Synthetic, On-Demand Voice Overs
Today you can actually find software that produces text-to-speech (TTS) voice overs as needed. The TTS voices are often synthetic voices generated by AI and other technology to help them sound less robotic and more human.
If you’d rather start off with a real voice, other technologies let you create a voice bank of a real person’s voice that can later be used to create synthetic speech. Here the voices originally come from human actors, but the sounds are broken down and then put together to produce the desired order needed for the project.
On the surface, it may appear as if technology is rapidly honing in on the voice over industry, ready to replace the real life actors. And for some uses, perhaps it has. But that doesn’t mean game over.
Downside of Artificial Voices
True, starting costs for using synthetic voices might be lower than hiring a professional voice over actor. You may also get a rapid-fast turnaround time, along with the ability to endlessly manipulate the recording as desired. But the pros have yet to outweigh the cons.
The cons of using synthetic voices include:
- No unique sound. You may be purchasing a synthetic voice that’s used by dozens, or even hundreds or thousands, of other companies. Not only may the voice be mundane and overused, but it also runs the risk of sounding monotonous.
- Limited library. While you may find plenty of voices speaking standard, non-accented English, you’ll likely be at a loss if you need regional accents or a less common language.
- Endless manipulation. The ability to manipulate the recording to add pauses and other elements may be a plus. But you may also find yourself manipulating the recording to fix errors with acronyms, abbreviations, ambiguities, missed cues, bad flow and other issues that make the recording less than stellar.
- Lack of humanness. The lack of humanness is the greatest downside. No matter how advanced artificially reproduced voices may be, the human brain can pick up the difference.
Why the Human Touch (and Sound) Matters
Even though they try to make a variety of different sounding AI voices, there is really no way to direct to the nuance that some clients desire.
When you take the humanness out of voices, you take away what connects us to our audience: human emotion.
Marketing relies heavily on human emotion, as up to 90% of our decisions are based on emotion. In fact, emotional branding has become one of the foremost ways many brands attempt to connect with their audience.
Real voice over actors are still the only way to provide the emotional connection that synthetic voices have yet to master. Hiring a seasoned voice actor also brings on added benefits, such as getting guidance on the script, receiving input based on their expertise, an opportunity to provide vocal direction and feedback on the delivery of the copy, and connecting with a real person to develop a professional relationship.
End of the Digital Era?
Voice technology has gotten better – but it’s still not to the point where it can substitute for a real person with real emotions.

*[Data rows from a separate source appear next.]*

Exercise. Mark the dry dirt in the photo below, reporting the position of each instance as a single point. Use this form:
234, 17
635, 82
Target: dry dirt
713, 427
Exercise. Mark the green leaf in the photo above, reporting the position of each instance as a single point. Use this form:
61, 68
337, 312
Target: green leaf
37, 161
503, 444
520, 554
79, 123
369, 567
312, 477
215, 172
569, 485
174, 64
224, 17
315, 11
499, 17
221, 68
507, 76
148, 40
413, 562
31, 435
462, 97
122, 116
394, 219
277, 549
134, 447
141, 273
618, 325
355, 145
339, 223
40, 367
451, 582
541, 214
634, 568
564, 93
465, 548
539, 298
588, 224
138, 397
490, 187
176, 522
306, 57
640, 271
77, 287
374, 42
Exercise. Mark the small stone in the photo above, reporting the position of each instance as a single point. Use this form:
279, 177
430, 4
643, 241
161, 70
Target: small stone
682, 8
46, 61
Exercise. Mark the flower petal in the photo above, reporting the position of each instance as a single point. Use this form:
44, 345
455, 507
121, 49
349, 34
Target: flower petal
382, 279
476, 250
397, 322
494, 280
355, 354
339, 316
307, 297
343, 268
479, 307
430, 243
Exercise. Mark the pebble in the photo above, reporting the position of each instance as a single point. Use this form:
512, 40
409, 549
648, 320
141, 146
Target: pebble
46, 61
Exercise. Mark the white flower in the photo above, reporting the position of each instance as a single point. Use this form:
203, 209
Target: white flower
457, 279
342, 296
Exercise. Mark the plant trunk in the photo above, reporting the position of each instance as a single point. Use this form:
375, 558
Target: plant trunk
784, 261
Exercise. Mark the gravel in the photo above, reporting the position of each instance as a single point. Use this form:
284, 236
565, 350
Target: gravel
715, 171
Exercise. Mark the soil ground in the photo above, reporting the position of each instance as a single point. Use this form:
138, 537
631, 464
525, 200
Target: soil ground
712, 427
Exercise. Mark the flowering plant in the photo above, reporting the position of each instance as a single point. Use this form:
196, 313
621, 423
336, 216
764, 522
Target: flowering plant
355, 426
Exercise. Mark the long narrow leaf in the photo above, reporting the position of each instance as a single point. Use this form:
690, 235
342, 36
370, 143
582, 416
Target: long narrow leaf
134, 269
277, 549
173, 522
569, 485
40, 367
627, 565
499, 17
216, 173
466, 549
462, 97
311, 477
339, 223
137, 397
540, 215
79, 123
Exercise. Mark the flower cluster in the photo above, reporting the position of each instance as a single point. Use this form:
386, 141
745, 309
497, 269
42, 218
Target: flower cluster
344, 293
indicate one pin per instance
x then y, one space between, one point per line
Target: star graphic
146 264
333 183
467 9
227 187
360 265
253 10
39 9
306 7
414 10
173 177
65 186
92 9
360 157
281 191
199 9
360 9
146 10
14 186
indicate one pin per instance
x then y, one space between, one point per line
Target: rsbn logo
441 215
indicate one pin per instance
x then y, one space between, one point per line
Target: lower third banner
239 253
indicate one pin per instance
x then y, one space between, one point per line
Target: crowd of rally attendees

And even though advances may continue to be made, experts like author Greg Satell say we’re looking at the end of the digital era.
That doesn’t mean we’ll stop using digital technology. But it does mean we won’t necessarily see the same massive explosion of new technologies that we’ve seen of late.
“We’ve spent the last few decades learning how to move fast,” Satell notes. “Over the next few decades we’re going to have to relearn how to go slow again.”
Slower and more in-depth, using all this technology for meaningful projects that go beyond automating robo calls or shutting off porch lights with a voice command.
“We are awash in nifty gadgets,” Satell writes, “but in many ways we are no better off than we were 30 years ago.”
Voice Over: Greatest Challenges, Greatest Joys
This all brings me to one final thing I noticed as I was thinking and writing about the changes in the voice over industry. It can be summed up with a quote from French writer Jean-Baptiste Alphonse Karr (written in 1849):
“The more things change, the more they stay the same.”
No matter what has changed in the voice over in the way of technology and work methods, two fundamental elements remain the same. One is the greatest challenge and the other is the greatest joy.
- The greatest challenge is still finding and securing work. Finding people who are doing the hiring and getting in front of them. True, you now get in front of them with an email instead of an in-person connection, but you still need a way to stand out from the crowd.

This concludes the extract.